A questo punto Simpson spiega le probabili origini dell’ostilità del capo dell’Eni: «Mattei stesso era un fascista fino al 1945. Aveva iniziato a lavorare nella Resistenza dopo l’8 settembre, facendo però attenzione allo stesso tempo di conservare i rapporti con i tedeschi. Come parte di questo processo, sua moglie era diventata l’amante di un capitano austriaco che era un ufficiale molto importante nella SD tedesca», ossia il servizio di intelligence delle SS Sicherheitsdienst. «Quando era diventato chiaro che la vittoria degli Alleati era certa, Mattei aveva pagato cinque milioni di lire ad un leader partigiano della DC, per ottenere il titolo di capo partigiano della DC e il grado di generale della Resistenza nel CLN. La sua nomina era stata approvata dal generale Cadorna e dal colonnello Argenton, ora braccio destro di Mattei».

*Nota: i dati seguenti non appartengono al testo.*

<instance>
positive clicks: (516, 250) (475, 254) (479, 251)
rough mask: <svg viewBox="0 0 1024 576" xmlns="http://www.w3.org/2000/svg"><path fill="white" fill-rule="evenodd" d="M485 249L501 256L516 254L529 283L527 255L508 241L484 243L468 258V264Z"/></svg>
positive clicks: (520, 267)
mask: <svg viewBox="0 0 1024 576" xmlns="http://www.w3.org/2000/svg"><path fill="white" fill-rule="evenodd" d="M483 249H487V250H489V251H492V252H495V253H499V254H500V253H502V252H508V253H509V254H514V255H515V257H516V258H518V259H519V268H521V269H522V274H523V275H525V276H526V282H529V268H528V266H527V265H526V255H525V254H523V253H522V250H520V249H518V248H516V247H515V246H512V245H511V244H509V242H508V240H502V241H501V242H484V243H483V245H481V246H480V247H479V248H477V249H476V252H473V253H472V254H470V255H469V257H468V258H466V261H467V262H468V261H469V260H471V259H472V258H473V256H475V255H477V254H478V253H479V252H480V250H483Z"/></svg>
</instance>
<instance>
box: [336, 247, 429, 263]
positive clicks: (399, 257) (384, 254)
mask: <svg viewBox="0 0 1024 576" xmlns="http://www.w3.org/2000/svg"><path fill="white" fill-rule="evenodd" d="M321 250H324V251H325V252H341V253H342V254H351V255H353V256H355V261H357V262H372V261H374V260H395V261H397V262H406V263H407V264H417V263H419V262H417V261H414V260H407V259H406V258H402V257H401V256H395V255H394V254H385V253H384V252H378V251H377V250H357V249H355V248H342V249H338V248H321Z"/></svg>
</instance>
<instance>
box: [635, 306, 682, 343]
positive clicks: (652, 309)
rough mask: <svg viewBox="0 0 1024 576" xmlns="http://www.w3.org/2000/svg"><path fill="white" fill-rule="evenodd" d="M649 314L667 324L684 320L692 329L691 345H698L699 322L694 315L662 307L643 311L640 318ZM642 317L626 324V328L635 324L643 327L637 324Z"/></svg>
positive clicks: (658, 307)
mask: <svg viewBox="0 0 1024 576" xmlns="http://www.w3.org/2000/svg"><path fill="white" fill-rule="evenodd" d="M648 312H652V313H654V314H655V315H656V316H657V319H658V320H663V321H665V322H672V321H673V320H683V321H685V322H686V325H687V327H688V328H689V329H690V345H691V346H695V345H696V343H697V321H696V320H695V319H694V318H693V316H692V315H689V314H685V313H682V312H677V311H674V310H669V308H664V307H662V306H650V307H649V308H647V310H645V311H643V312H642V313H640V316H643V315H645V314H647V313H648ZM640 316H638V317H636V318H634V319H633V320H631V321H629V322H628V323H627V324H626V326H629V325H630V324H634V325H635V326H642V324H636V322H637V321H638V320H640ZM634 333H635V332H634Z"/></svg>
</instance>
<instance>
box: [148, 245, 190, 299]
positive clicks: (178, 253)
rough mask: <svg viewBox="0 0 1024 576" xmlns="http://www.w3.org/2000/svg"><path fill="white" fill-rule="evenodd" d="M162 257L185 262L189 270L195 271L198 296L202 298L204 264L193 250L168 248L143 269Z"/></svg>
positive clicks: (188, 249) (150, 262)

Sei anni dopo, il 13 giugno del 1961, la Cia torna ad occuparsi del capo dell’Eni nella National Intelligence Estimate, con 12 pagine intitolate “The Outlook for Italy”. La bocciatura è netta: «L’Ente nazionale italiano degli idrocarburi, guidato da Enrico Mattei, è diventato uno Stato nello Stato». Quindi il rapporto aggiunge un giudizio definitivo: «Il monopolio che esercita nel settore petrolifero probabilmente continuerà a provocare frizioni fra Italia e Stati Uniti», a causa degli investimenti nel mondo arabo e i crescenti scambi con l’Unione Sovietica.

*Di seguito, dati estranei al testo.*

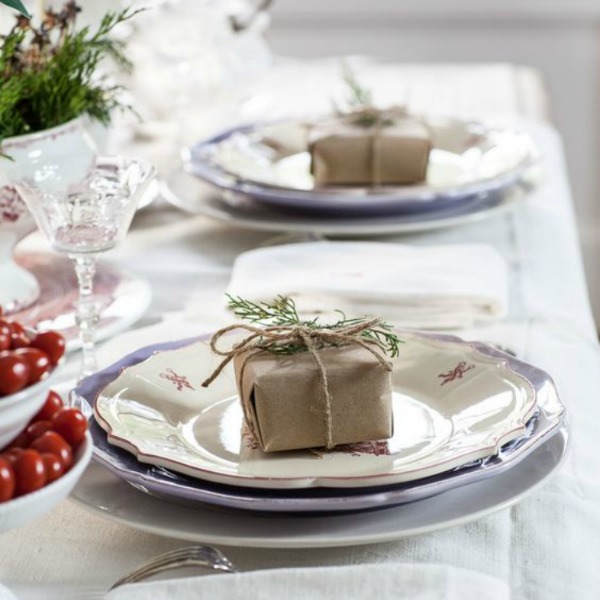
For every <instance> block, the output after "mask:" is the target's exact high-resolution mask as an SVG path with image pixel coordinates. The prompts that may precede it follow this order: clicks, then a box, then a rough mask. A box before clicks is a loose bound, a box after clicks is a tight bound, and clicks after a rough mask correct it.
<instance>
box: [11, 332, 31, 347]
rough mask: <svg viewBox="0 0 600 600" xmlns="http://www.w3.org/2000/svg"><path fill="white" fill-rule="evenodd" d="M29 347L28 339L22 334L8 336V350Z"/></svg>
mask: <svg viewBox="0 0 600 600" xmlns="http://www.w3.org/2000/svg"><path fill="white" fill-rule="evenodd" d="M27 347H29V338H28V337H27V336H26V335H25V334H24V333H11V334H10V348H11V350H16V349H17V348H27Z"/></svg>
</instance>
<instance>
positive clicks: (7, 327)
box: [0, 319, 12, 337]
mask: <svg viewBox="0 0 600 600" xmlns="http://www.w3.org/2000/svg"><path fill="white" fill-rule="evenodd" d="M11 333H12V325H11V324H10V323H9V322H8V321H5V320H4V319H0V334H2V335H7V336H8V337H10V334H11Z"/></svg>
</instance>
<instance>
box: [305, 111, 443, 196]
mask: <svg viewBox="0 0 600 600" xmlns="http://www.w3.org/2000/svg"><path fill="white" fill-rule="evenodd" d="M386 114H388V113H386V112H379V113H377V114H376V115H375V117H374V118H373V119H371V120H370V121H367V123H369V122H373V123H372V124H370V125H369V124H360V123H361V121H360V117H357V118H354V117H352V116H345V117H341V118H339V119H337V120H334V121H333V122H329V123H327V124H322V125H317V126H315V127H314V128H313V129H312V131H311V132H310V133H309V151H310V156H311V173H312V175H313V177H314V181H315V184H316V185H370V186H373V185H388V184H395V185H406V184H414V183H419V182H421V181H424V179H425V177H426V174H427V164H428V161H429V152H430V151H431V146H432V140H431V134H430V131H429V129H428V128H427V127H426V126H425V125H424V124H423V123H422V122H421V121H419V120H418V119H414V118H411V117H408V116H400V117H398V118H396V117H394V116H392V117H387V116H385V115H386Z"/></svg>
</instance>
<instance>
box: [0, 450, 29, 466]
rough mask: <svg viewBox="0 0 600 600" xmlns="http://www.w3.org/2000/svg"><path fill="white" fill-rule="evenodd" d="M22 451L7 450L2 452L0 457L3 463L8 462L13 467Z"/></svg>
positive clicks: (0, 454)
mask: <svg viewBox="0 0 600 600" xmlns="http://www.w3.org/2000/svg"><path fill="white" fill-rule="evenodd" d="M23 451H24V448H9V449H8V450H4V452H2V454H0V457H1V458H3V459H4V460H5V461H7V462H9V463H10V464H11V465H14V463H15V460H17V456H19V454H21V453H22V452H23Z"/></svg>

Poco più di un anno dopo, il 27 ottobre 1962, la torre di controllo dell’aeroporto di Linate perde i contatti con il piccolo bireattore “Morane Saulnier” di proprietà dell’Eni. A bordo ci sono Mattei, il giornalista inglese William McHale e il pilota Imerio Bertuzzi. L’aereo era decollato da Catania alle 16.57, dopo una breve visita del capo dell’Eni destinata ad essere seguita da un viaggio in Algeria, durante il quale era in programma la firma di un accordo per la produzione di greggio che sfidava gli interessi delle maggiori compagnie petrolifere occidentali. Alle 18.57 il “Morane Saulnier” non risponde più via radio. I resti vengono trovati in un campo della località di Bascapè, provincia di Pavia, a pochi minuti di volo in linea d’aria dallo scalo di Linate. Nessuno dei tre passeggeri sopravvive.